SPBInDisguise Wed 24-Feb-10 20:13:23

reflexive and to emphasise a point
So "The Queen herself inspected the troops" is also correct
I hate the use where it should just be me, you, "So, I'll give yourself a ring on Tuesday" angry

SPBInDisguise Wed 24-Feb-10 20:14:56

obv should be "you" in's late, myself is tired

tearinghairout Thu 25-Feb-10 19:27:58

Assume - that link lists one of its meanings as 'knucklehead' grin A much under-used expression imo and more descriptive than mook!

Lemonmeringue Thu 25-Feb-10 22:22:32

I think it's sometimes considered to be a posh way to say 'I' or 'he', etc., on the grounds that words with two syllables are better than mere monosyllables.

WingedVictory Fri 26-Feb-10 13:45:48

Ah, but, SPBInDisguise, you raised another point of pedantry. Who here says "telephone to"?

On a slightly related matter, I remember Miss Marple's comenting that her maidservant confused matters when she left notes about people who "called": confused, because the maidservant had form for using "called" (i.e. stopped by) rather than "telephoned"!

Ahhhh.... <sigh of pleasure>

WebDude Tue 02-Mar-10 09:17:14

WV - "the one whom is replacing me"

gets me off at a tangent to journalists (yes, even on the BBC!) who often confuse 'who' and 'which' when talking about staff or companies in disputes, etc.

WingedVictory Tue 02-Mar-10 14:23:27

Journalists : "scribblers" who've become typists... <grumble grumble>.

Speaking of this, has anyone heard the putdown of Jack Kerouac (I can't remember by whom) : "That's not writing; that's typing."

unclefester77 Fri 20-May-11 18:14:02

Oh, my sister was corrected at work by her boss for writing 'My colleague and I.' Her boss said 'I presume you mean myself and my colleague' and she said no, if I'd wanted to write it ungrammatically that's what I would have said. She works in the judiciary....
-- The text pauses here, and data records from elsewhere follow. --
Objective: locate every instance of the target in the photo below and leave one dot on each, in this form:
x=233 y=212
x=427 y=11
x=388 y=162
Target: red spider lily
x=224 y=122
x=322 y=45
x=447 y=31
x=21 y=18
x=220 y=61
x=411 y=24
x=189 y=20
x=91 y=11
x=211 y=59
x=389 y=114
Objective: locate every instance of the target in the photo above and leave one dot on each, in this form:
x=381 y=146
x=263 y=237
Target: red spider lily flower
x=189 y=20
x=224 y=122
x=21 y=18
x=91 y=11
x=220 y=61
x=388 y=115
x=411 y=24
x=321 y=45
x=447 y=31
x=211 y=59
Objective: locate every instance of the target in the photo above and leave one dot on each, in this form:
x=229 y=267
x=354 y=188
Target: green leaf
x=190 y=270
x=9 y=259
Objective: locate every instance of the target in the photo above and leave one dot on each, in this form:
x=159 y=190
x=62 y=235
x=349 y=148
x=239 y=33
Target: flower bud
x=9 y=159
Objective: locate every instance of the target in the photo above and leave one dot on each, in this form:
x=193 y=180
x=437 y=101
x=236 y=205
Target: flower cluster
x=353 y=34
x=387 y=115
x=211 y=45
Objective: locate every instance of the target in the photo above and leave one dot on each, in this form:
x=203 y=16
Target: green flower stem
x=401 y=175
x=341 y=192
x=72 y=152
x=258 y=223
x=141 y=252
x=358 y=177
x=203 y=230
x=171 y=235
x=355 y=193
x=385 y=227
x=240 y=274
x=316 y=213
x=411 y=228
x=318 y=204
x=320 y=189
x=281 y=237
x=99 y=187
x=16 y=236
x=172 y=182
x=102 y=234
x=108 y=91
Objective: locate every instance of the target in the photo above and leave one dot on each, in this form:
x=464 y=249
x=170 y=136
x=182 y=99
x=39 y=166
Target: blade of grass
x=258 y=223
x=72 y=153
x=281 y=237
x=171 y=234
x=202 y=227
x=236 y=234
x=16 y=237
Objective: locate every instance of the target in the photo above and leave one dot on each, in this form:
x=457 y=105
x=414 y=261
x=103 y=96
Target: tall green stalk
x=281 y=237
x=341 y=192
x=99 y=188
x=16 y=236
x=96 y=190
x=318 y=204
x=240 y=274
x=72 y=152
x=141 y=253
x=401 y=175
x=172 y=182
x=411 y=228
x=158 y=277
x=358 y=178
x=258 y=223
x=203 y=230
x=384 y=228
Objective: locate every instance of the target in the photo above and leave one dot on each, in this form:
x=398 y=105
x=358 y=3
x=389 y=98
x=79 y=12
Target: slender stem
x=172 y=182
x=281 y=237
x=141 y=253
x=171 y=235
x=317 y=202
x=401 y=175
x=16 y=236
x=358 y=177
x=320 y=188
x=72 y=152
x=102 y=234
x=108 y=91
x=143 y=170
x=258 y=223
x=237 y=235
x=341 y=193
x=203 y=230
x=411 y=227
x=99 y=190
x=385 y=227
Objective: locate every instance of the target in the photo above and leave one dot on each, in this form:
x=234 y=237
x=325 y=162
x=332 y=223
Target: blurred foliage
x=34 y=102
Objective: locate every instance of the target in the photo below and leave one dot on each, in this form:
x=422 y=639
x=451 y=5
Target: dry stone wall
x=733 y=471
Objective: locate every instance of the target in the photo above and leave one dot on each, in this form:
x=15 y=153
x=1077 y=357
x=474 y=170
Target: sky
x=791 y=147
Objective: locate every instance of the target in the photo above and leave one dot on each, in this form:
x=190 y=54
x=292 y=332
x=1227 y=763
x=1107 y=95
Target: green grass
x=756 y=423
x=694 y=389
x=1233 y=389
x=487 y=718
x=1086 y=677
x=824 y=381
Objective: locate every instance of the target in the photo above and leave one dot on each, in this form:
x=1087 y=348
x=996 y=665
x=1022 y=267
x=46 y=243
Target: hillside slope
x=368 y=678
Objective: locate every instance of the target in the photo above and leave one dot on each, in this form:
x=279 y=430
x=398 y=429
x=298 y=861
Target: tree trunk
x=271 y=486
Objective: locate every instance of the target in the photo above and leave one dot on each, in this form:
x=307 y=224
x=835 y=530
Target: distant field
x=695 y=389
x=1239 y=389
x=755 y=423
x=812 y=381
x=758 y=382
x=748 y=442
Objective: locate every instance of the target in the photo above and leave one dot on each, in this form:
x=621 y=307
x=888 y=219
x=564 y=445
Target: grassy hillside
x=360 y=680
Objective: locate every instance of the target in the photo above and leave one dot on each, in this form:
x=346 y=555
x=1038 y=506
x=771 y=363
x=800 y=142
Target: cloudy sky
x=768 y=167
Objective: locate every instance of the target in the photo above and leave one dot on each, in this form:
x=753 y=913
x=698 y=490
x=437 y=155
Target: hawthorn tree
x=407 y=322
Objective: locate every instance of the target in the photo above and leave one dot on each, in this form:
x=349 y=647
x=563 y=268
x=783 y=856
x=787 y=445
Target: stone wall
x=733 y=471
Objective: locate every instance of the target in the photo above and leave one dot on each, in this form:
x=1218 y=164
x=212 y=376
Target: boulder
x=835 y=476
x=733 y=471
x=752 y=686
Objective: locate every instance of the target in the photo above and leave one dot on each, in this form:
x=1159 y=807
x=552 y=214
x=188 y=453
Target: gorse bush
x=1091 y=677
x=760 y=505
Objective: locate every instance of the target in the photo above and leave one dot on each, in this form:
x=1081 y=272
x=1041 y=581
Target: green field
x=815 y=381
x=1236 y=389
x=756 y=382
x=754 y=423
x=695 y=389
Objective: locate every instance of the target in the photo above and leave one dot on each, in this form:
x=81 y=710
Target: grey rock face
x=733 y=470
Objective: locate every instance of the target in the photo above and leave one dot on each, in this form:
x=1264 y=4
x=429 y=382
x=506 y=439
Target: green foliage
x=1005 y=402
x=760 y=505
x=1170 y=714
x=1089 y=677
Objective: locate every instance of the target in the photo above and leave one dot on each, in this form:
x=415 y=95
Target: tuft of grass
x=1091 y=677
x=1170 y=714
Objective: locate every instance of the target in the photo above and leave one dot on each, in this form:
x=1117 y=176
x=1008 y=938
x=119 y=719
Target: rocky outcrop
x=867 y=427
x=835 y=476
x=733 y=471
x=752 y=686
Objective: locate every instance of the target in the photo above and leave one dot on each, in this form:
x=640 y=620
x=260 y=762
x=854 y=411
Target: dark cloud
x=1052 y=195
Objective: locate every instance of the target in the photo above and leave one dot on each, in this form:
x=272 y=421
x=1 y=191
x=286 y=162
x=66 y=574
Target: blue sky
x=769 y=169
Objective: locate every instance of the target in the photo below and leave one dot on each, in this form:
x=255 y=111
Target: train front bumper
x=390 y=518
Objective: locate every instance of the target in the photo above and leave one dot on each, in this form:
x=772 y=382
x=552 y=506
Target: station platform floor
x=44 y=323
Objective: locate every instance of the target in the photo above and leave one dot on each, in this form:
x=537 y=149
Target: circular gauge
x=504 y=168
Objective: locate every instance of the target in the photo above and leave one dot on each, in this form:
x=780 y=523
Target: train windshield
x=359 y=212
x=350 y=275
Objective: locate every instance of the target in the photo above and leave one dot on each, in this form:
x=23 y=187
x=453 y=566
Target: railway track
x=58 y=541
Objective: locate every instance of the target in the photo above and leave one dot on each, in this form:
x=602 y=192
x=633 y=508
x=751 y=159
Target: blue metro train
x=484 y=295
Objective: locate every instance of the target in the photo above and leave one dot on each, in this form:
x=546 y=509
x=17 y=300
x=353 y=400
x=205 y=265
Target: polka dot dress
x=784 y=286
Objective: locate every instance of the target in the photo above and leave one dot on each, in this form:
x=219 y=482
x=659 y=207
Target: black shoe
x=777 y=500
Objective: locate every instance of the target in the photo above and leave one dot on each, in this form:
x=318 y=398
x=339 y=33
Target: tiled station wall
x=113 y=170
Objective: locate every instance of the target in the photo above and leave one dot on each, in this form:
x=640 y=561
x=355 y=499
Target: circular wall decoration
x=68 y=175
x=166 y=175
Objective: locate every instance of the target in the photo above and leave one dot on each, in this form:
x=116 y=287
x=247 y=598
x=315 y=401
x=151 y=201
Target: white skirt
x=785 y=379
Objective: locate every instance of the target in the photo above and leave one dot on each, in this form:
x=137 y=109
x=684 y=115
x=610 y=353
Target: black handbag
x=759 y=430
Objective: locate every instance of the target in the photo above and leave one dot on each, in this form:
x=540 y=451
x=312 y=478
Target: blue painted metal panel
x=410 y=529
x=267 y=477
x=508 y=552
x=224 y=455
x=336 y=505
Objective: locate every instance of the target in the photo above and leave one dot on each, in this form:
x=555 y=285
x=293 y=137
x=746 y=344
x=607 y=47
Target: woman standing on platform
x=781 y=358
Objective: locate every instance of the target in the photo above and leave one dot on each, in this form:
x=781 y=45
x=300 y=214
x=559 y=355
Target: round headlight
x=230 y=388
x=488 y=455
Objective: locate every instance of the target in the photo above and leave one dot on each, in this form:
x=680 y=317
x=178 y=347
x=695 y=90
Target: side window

EricNorthmansMistress Wed 01-Jun-11 22:22:37

Unclefester that's a brilliant retort smile

chateauferret Sat 02-Jul-11 15:59:03

Use of "-self" as a pronoun for the subject of a sentence is common in Scottish usage and comes about from the influence of Gaelic, in which the equivalent usage "Is mise" ('mise' the emphatic form of 'mi') is idiomatic. But that is an emphatic form, not a reflexive one, so it's still wrong.